ATTO
. Filosofia. - Il primo valore del termine atto (gr. ἐνέργεια; lat. actus; fr. acte; sp. acto, acción; ted. Tat, Handlung; ingl. act, action) è quello attribuitogli da Aristotele, quando per costruire il concetto del divenire contrappose due forme dell'essere: l'essere in potenza e l'essere in atto. Essendo il divenire non una creazione, ma un passaggio da un modo di essere a un altro modo di essere, dall'insieme delle condizioni che rendono possibile un essere alla realtà concreta di lui, l'atto ha due sensi diversi: a) indica il processo mediante cui si compie il passaggio dall'essere potenziale all'essere perfetto; b) indica l'essere compiuto, il quale non è più una semplice possibilità, ma ha già tutte le determinazioni che gli occorrono per essere un concreto distinto. Nel primo senso il valore del termine atto tende a confondersi con quello di movimento; nel secondo senso esso può essere inteso solo se ci rifacciamo a quanto v'è di platonico nel pensiero di Aristotele. Poiché, se essere in atto significa essere manifesto di ciò che anteriormente (sia in senso logico, sia talvolta in senso cronologico) era implicito, la differenza tra essere potenziale ed essere attuale sussiste solo se v'è una mente a cui questo reale si manifesta; d'altra parte poiché non bisogna in alcun modo far dipendere la realtà del mondo dall'atto della mente, per paura di cadere nella soggettività sofistica, questa intelligibilità dev'essere acquisita dall'oggetto in sé, indipendentemente da ogni atto del soggetto conoscente.
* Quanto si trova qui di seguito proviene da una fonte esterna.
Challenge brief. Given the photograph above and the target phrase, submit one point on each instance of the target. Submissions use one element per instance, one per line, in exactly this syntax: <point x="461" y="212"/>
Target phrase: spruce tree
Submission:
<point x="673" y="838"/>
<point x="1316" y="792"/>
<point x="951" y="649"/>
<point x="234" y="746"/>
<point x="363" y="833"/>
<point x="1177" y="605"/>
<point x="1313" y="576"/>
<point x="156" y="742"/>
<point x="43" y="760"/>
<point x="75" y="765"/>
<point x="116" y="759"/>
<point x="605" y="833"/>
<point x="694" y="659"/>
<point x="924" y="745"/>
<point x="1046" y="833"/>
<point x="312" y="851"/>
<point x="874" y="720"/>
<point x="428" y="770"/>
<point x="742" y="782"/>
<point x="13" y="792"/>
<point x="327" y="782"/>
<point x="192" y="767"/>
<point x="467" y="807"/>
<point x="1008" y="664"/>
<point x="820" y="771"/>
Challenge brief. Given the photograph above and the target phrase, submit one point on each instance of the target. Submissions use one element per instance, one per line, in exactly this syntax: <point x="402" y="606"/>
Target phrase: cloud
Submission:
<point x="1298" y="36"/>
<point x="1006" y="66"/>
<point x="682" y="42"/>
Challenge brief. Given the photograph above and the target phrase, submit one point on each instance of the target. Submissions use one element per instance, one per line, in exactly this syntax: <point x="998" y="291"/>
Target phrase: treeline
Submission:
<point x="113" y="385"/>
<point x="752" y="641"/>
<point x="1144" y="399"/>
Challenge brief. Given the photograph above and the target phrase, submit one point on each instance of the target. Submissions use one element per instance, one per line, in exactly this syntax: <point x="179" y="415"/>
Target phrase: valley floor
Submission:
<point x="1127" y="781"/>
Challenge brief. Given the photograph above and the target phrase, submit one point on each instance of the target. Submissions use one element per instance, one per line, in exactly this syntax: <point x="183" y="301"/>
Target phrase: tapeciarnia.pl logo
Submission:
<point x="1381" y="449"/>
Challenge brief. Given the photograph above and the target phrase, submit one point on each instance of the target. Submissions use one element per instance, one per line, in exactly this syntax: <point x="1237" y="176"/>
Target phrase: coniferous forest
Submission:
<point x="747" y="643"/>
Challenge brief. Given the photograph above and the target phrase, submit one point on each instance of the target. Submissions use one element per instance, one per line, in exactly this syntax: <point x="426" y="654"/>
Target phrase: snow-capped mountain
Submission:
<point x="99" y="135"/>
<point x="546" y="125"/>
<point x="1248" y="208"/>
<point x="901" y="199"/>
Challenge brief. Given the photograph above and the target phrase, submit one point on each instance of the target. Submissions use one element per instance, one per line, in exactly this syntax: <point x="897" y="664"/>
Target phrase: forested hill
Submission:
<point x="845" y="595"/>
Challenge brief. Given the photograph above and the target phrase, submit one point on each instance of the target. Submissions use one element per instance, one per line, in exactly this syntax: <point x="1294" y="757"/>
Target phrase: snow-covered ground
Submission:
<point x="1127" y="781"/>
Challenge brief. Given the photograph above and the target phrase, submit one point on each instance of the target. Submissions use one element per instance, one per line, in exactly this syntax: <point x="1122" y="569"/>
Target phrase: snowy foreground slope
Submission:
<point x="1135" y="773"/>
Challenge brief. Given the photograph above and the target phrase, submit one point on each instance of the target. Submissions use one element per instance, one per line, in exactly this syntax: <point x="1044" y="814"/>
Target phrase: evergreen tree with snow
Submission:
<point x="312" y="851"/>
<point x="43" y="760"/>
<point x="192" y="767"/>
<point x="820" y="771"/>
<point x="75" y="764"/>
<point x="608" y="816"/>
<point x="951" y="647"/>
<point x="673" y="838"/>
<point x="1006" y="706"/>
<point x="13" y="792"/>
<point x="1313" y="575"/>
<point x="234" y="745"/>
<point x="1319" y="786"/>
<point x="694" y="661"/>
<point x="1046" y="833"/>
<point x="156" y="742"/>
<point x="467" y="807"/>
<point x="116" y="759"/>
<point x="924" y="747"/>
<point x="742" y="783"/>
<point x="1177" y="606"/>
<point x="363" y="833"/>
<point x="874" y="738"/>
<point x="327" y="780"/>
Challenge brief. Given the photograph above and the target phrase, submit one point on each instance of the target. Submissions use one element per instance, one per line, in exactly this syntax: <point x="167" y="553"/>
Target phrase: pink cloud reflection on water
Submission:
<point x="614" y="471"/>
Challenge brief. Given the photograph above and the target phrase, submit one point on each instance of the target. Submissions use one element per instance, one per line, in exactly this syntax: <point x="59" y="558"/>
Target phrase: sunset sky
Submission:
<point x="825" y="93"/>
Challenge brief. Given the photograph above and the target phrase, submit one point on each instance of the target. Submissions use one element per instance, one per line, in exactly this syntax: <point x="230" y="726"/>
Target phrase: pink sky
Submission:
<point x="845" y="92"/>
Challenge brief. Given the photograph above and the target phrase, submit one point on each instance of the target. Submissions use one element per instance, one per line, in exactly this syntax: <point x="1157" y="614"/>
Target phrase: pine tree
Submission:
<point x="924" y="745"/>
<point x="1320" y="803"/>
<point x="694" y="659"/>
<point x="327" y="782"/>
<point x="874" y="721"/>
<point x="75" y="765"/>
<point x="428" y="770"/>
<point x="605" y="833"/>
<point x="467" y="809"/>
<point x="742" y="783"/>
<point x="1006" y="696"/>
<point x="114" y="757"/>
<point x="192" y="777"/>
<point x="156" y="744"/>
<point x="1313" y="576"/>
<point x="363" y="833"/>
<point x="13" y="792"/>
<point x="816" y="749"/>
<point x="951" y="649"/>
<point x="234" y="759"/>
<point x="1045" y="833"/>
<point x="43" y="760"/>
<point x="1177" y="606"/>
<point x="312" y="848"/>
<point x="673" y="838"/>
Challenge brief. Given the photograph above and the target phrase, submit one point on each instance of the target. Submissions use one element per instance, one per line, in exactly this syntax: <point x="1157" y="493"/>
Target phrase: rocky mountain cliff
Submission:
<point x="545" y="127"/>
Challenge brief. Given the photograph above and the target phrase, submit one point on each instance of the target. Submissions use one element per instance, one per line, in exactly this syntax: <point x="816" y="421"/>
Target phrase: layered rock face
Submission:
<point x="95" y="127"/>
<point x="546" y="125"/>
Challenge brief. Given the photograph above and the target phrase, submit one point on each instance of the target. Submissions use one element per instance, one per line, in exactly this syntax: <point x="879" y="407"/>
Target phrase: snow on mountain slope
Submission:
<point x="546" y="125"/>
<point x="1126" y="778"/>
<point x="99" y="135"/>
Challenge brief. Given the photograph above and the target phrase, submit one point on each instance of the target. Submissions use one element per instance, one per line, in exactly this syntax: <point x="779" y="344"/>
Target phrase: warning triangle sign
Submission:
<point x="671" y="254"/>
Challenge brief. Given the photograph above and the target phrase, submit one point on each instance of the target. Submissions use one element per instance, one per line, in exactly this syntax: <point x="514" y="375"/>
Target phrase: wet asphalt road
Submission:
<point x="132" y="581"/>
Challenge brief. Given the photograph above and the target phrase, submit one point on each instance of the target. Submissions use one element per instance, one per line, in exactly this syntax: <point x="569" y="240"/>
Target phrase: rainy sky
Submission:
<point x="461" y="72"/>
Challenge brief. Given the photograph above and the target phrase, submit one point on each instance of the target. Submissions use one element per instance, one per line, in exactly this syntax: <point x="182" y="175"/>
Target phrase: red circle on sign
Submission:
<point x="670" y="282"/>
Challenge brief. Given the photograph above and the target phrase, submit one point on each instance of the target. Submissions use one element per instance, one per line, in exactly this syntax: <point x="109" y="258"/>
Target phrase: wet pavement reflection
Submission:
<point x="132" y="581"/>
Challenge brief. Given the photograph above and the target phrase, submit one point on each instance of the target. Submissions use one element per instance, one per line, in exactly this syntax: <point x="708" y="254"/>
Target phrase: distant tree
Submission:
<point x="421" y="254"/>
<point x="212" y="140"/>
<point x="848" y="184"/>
Ne viene quindi la necessità dell'esistenza dell'intelligibile in sé, con la quale si ricade nel platonismo. Inoltre, poiché la potenza non potrebbe da sé passare all'atto e occorre concepire l'atto dal punto di vista universale come anteriore alla potenza, Aristotele escogita il concetto dell'atto puro, ossia di un reale che è tutto in atto, originariamente.
Negli esseri privi di coscienza l'atto è la completa realizzazione del loro essere; negli esseri dotati d'intelligenza l'atto è da una parte realizzazione dell'essere, dall'altro svolgimento di un'attività. Quindì la distinzione scolastica di atto primo e atto secondo (operazione). Nel primo senso il termine atto viene quasi a coincidere con il termine forma, essendo la forma determinazione, così come la materia è potenza, ossia indeterminazione. Il movimento è anche esso un atto, "ma imperfetto", essendo un misto di atto e potenza. Nel secondo senso l'atto come operazione dell'essere in atto coincide con l'atto pratico. Questo ha la sua base nella facoltà appetitiva, che tende al fine preordinato a ciascun ente. La scolastica continua ad adoperare il termine atto nei varî sensi attribuiti da Aristotele ad ἐνέργεια e ad ἐντελέχεια. In Bacone si trova l'espressione lex actus puri per indicare le varie specie di quel movimento che, essendo per lui originario, è un atto puro. In Kant e dopo Kant (Fichte e Schelling), l'atto è la manifestazione di una spontaneità e viene contrapposto al prodotto. Così l'atto della sintesi mediante cui, secondo Kant, è costituita ogni conoscenza intellettuale è una manifestazione della spontaneità del soggetto. Nel sistema di Fichte parimenti è un atto la sintesi fondamentale di Io e non Io, che pone il contenuto di tutte le possibili sintesi future. Atto è l'autocoscienza di Schelling, sintesi originaria del soggettivo e dell'oggettivo, e atti sono tutti i termini medî mediante i quali si trova l'intero contenuto di questo atto uno e assoluto. In Hegel la realtà in atto è unità immediata d'essenza ed esistenza.
L'atto in senso teoretico in tutto l'idealismo fino a Hegel presuppone qualche cosa; solo l'atto pratico è concepito come assoluto, includendo sempre l'idea di libertà ossia di autodeterminazione.
Il concetto di atto viene quindi contrapposto a quello di fatto, chiamandosi atti i fatti prodotti da una volonta libera (Rosmini).
La riforma dell'idealismo compiuta nell'attualismo di G. Gentile consiste nel concepire l'atto teoretico come atto puro, ossia come atto a cui nulla è presupposto. Nell'atto puro vengono a fondersi in un unico concetto quello dell'attualità della natura e quello dell'atto pratico. L'attualità della natura viene concepita come l'autocoscienza del reale appunto in questa consapevolezza di sé, e l'atto pratico come creazione consapevole dell'essere del soggetto.